Il web conferma di essere una grossa scatola ricca di contenuti e ancor più di insidie.
Su chat erotiche o “simili” hanno acquisito i numeri di telefoni di persone a cui poi, in almeno quattro casi, sono riusciti a estorcere denaro (per un totale accertato di almeno 19 mila euro): questo è l’ultima truffa di genere che ha portato all’arresto di due uomini – uno di 45 anni, in carcere e ritenuto “vero promotore delle condotte criminali”, e il suo complice 54enne, ai domiciliari – sono stati arrestati a Melfi, in provincia di Potenza, dalla Polizia.
Le indagini, coordinate dalla Procura della Repubblica del capoluogo lucano, sono cominciate quando sono state accertate alcune “strane” movimentazioni di denaro da parte di uno dei due arrestati, che in pochi giorni aveva ricevuto da una persona della provincia di Lecce alcuni vaglia postali, per un totale di circa ottomila euro. Lo stesso uomo (che ora si trova ai domiciliari) è stato arrestato dalla Polizia in flagranza di reato subito dopo aver ritirato parte del denaro (alcune migliaia di euro) inviatogli da un insegnante di Avellino in pensione. La polizia ha inoltre recuperato circa 3mila 500 euro che saranno restituite alle vittime dell’estorsione.

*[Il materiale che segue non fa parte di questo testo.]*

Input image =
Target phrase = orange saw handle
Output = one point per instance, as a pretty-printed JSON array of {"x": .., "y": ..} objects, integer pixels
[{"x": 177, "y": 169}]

Le accuse nei confronti dei due uomini sono di estorsione (andata a segno in quattro casi) e di diversi tentativi di estorsione. Così Antonio Bevilacqua, di 45 anni, e Pietro Iacullo, di 54, sono riusciti ad estorcere latte somme di denaro, mettendo a segno l’ennesima truffa nata sul web. Secondo quanto ricostruito dagli investigatori, dopo aver individuato i numeri di telefoni, fingendo di essere un avvocato o un carabiniere, Bevilacqua (che ha precedenti penali ed è in carcere) contattava gli uomini, accusandoli “falsamente” di aver contattato minorenni e di aver fatto loro avances sessuali.
A chi cadeva nella trappola, il pregiudicato (“vero promotore delle condotte criminali”) chiedeva quindi di effettuare versamenti di denaro a favore di Iacullo “a titolo di ipotetico risarcimento o – è spiegato in un comunicato – per il pagamento di spese legali, al fine di evitare presunte azioni giudiziarie per pedopornografia e l’inevitabile discredito sociale”.